At the heart of the Eurozone crisis is the quest for ultimate responsibility: at which point is responsibility no longer passed on to others? Or as Harry Truman would have phrased it: where does the buck stops? What markets need to know is: if the euro system is getting close to its breaking point, will anyone step in to stop it form breaking apart? Arguably, there is only one actor in Europe with pockets deep enough to offer such a systemic guarantee for the Eurozone. And it is not Germany. In fact, it is delusory to think that Germany, or any other government, has the economic and political capacity to give the systemic guarantee of the euro’s survival that is now absent. No, that actor is the European Central Bank.
Much needs to change for the Eurozone to get out of the crisis. But it must start with a clearer role of the ECB as a lender of last resort to sovereigns. Other measures to support distressed governments are necessary, but they cannot substitute the ECB. The bailout funds will not be able to get as much capital that is necessary to calm markets.
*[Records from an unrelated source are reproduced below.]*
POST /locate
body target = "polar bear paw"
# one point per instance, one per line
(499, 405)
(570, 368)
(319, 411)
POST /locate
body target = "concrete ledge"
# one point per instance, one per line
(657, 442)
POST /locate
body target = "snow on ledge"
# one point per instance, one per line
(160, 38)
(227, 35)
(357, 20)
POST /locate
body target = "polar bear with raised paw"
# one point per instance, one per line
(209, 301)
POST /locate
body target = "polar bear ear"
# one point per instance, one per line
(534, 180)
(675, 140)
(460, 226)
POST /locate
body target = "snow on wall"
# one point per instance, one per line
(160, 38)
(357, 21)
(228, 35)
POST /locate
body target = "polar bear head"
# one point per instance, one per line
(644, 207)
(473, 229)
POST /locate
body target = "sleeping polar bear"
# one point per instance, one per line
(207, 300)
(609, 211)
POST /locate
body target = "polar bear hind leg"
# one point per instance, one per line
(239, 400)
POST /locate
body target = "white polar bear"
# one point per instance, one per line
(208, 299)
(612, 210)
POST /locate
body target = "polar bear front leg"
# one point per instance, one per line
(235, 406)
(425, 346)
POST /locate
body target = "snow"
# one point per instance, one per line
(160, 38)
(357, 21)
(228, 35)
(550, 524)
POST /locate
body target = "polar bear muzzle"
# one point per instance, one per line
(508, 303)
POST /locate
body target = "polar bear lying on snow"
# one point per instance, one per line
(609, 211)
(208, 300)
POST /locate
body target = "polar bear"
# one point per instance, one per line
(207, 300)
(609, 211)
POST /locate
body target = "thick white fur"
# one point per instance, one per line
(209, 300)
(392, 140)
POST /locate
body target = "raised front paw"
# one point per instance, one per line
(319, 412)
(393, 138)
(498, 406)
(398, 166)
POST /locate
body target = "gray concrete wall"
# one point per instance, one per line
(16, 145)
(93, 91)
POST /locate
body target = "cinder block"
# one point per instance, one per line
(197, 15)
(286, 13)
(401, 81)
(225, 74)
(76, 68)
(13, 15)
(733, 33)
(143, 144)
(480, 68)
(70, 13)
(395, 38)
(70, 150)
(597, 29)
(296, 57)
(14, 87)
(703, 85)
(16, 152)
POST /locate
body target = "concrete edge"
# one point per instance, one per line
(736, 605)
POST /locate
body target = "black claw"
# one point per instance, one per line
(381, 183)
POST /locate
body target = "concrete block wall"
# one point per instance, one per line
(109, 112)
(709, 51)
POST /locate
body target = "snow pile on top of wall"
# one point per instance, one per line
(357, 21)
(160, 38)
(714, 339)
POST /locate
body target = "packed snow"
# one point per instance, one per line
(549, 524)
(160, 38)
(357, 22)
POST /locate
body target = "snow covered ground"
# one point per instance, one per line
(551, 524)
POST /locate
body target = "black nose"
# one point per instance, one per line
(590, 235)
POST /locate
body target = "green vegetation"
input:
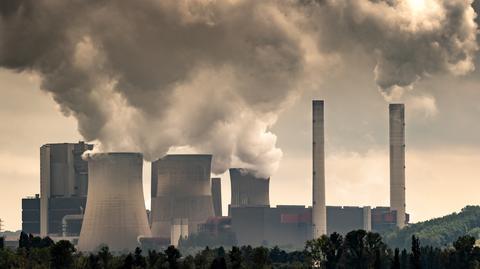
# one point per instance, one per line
(357, 250)
(439, 232)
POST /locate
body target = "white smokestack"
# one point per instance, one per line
(319, 214)
(397, 161)
(115, 213)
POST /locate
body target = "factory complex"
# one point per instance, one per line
(98, 199)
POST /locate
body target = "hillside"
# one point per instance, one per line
(439, 232)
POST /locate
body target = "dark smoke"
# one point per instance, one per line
(212, 76)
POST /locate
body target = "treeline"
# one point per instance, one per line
(439, 232)
(356, 250)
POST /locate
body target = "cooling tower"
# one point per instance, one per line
(217, 196)
(115, 214)
(180, 190)
(397, 161)
(247, 189)
(319, 212)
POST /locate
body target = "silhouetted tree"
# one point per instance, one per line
(128, 262)
(396, 259)
(260, 257)
(105, 256)
(93, 261)
(61, 254)
(235, 256)
(188, 262)
(24, 241)
(415, 261)
(464, 247)
(219, 263)
(354, 250)
(139, 260)
(172, 256)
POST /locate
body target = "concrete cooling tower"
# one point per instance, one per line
(247, 189)
(115, 214)
(180, 190)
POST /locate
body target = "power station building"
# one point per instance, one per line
(115, 213)
(319, 214)
(63, 189)
(217, 196)
(397, 162)
(247, 189)
(181, 189)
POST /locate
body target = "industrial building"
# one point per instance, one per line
(115, 214)
(181, 189)
(319, 214)
(31, 215)
(248, 189)
(286, 226)
(397, 161)
(63, 189)
(217, 196)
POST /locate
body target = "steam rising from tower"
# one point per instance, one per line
(115, 214)
(135, 87)
(397, 161)
(248, 189)
(319, 213)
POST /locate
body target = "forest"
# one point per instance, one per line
(357, 249)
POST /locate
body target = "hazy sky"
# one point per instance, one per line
(247, 96)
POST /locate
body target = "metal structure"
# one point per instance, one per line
(115, 214)
(397, 161)
(181, 189)
(217, 196)
(63, 174)
(247, 189)
(319, 213)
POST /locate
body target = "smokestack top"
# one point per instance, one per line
(183, 157)
(92, 156)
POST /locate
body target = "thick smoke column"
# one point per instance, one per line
(149, 75)
(410, 39)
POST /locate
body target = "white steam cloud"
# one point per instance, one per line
(151, 75)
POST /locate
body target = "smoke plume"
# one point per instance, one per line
(150, 75)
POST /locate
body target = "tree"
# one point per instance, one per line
(415, 262)
(172, 256)
(464, 247)
(204, 258)
(128, 262)
(93, 261)
(219, 263)
(260, 257)
(188, 262)
(61, 254)
(396, 259)
(354, 248)
(24, 241)
(139, 260)
(235, 256)
(105, 256)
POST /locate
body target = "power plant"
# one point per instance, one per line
(185, 200)
(217, 196)
(115, 214)
(247, 189)
(181, 189)
(397, 161)
(319, 213)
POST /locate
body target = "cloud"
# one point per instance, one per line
(149, 76)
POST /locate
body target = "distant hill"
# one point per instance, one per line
(439, 232)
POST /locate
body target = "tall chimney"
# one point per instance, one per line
(319, 215)
(397, 161)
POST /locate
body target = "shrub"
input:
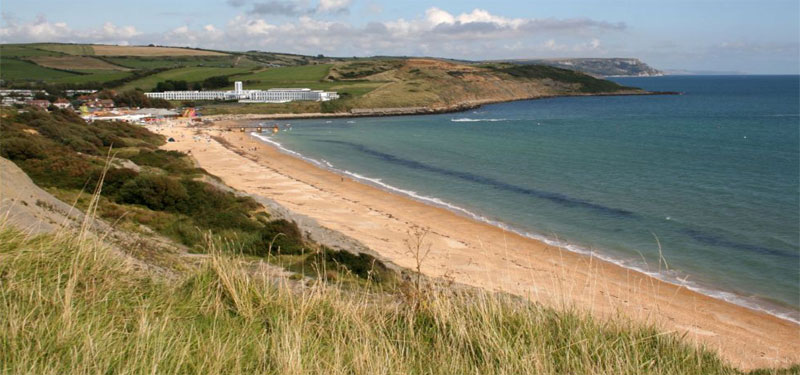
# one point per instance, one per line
(283, 235)
(21, 149)
(362, 265)
(159, 193)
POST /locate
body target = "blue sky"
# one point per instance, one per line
(743, 36)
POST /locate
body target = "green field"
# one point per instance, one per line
(305, 73)
(98, 76)
(12, 69)
(190, 74)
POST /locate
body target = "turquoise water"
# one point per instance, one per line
(711, 174)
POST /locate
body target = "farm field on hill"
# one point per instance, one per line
(75, 63)
(190, 74)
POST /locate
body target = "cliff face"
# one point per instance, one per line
(600, 67)
(440, 84)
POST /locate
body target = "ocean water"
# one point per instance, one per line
(711, 176)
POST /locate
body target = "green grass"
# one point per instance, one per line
(98, 76)
(137, 62)
(18, 70)
(304, 73)
(74, 306)
(190, 74)
(70, 49)
(588, 84)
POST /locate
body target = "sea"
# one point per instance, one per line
(699, 189)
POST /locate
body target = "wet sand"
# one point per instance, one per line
(477, 254)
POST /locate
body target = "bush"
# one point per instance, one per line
(160, 193)
(284, 236)
(21, 149)
(362, 265)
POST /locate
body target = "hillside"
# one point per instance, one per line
(599, 67)
(242, 291)
(371, 84)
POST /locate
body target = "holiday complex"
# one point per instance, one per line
(249, 96)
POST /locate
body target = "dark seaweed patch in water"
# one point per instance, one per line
(714, 240)
(553, 197)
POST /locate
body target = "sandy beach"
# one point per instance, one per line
(477, 254)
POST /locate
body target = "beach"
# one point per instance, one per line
(474, 253)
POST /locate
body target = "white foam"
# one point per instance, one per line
(666, 276)
(466, 119)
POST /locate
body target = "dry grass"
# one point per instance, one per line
(70, 305)
(75, 63)
(108, 50)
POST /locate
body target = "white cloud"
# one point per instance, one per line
(42, 30)
(477, 34)
(334, 6)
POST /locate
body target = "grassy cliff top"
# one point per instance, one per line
(364, 83)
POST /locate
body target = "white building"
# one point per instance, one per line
(249, 96)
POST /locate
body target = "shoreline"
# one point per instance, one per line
(416, 111)
(479, 254)
(707, 290)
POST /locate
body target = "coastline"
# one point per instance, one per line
(414, 111)
(478, 254)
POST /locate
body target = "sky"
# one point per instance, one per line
(759, 37)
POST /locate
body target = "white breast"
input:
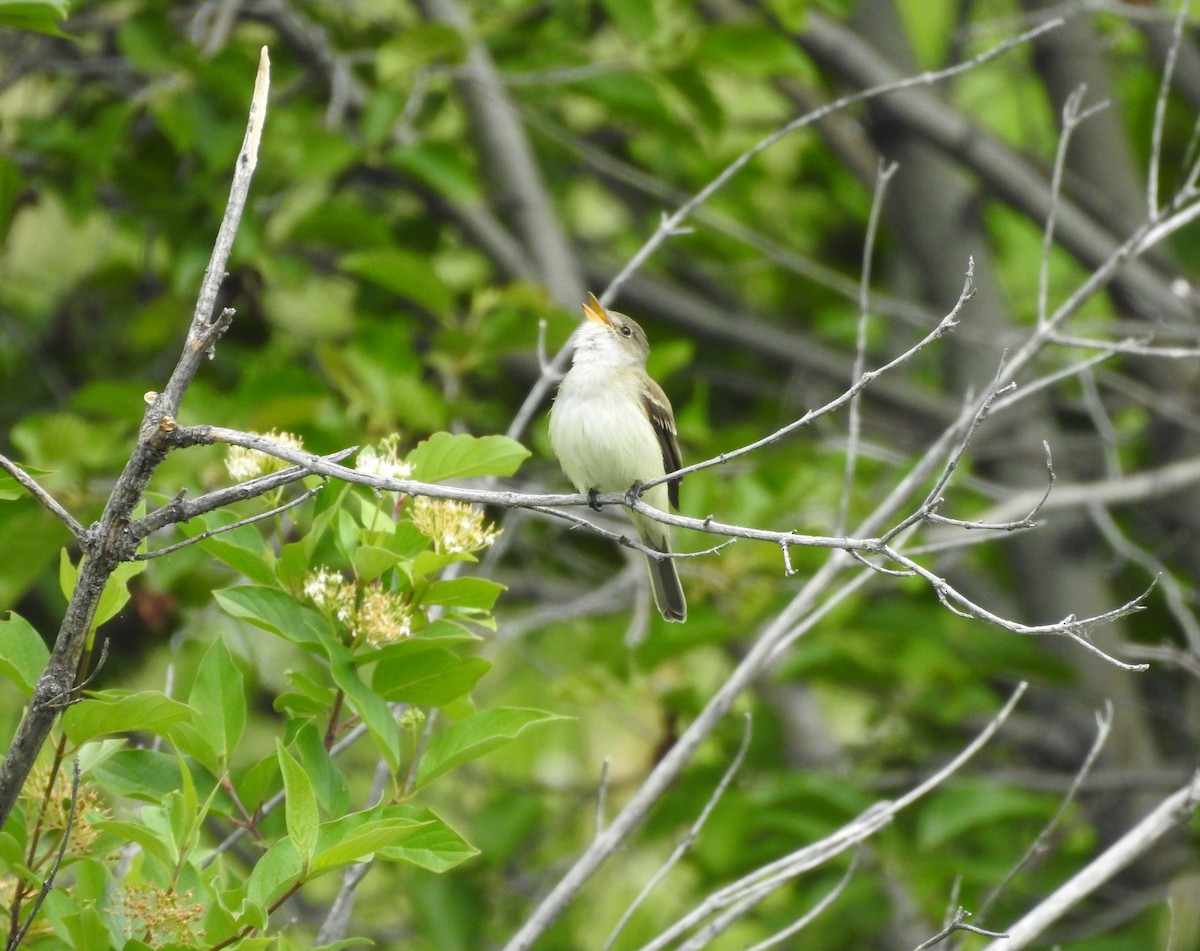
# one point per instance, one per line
(603, 437)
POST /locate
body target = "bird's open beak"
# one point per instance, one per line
(594, 311)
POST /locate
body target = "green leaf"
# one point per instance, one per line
(431, 677)
(143, 836)
(442, 166)
(23, 653)
(118, 711)
(750, 48)
(367, 704)
(370, 562)
(401, 273)
(300, 805)
(352, 839)
(432, 844)
(274, 873)
(276, 611)
(457, 456)
(40, 16)
(328, 781)
(219, 694)
(474, 736)
(477, 593)
(959, 809)
(241, 549)
(418, 45)
(139, 773)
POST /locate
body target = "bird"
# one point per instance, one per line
(612, 429)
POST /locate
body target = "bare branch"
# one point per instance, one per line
(671, 222)
(762, 881)
(28, 483)
(864, 300)
(180, 509)
(958, 922)
(1164, 88)
(945, 326)
(48, 881)
(1103, 728)
(1171, 813)
(239, 524)
(111, 542)
(688, 839)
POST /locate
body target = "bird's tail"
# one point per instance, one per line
(664, 579)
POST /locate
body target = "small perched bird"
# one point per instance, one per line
(612, 429)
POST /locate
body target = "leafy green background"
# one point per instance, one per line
(383, 285)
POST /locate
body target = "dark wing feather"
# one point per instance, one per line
(658, 410)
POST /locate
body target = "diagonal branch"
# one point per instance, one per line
(111, 542)
(27, 482)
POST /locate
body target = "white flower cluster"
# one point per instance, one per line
(453, 526)
(383, 460)
(379, 616)
(249, 464)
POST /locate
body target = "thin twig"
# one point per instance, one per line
(762, 881)
(685, 843)
(42, 496)
(813, 913)
(48, 881)
(1071, 118)
(958, 922)
(1164, 89)
(855, 423)
(1103, 728)
(1169, 814)
(239, 524)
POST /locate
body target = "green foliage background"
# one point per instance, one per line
(371, 301)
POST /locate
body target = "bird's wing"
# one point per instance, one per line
(658, 410)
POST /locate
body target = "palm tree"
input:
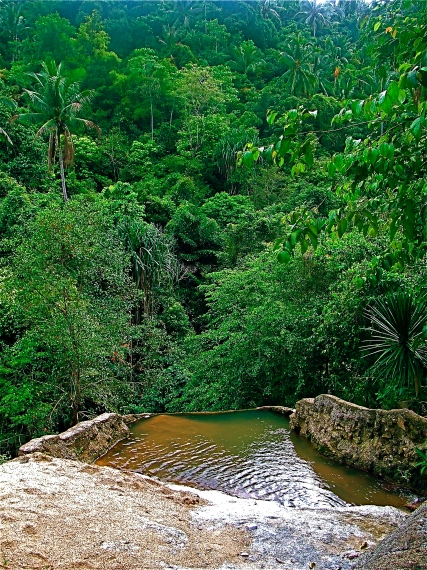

And Eurobonds or other larger projects to mutualise accumulated debt are unlikely to be the solution to the current crisis. Eurobonds may be established in the future, but not before the current debt crisis been resolved. The pace of fiscal adjustment needs to slow down in some countries – and, more generally, crisis responses must be more sensitive to the sources of economics problem and where countries are in the recovery cycle. Importantly, structural economic reforms, pushing medium-term economic growth, are necessary to avoid long processes of fiscal adjustments.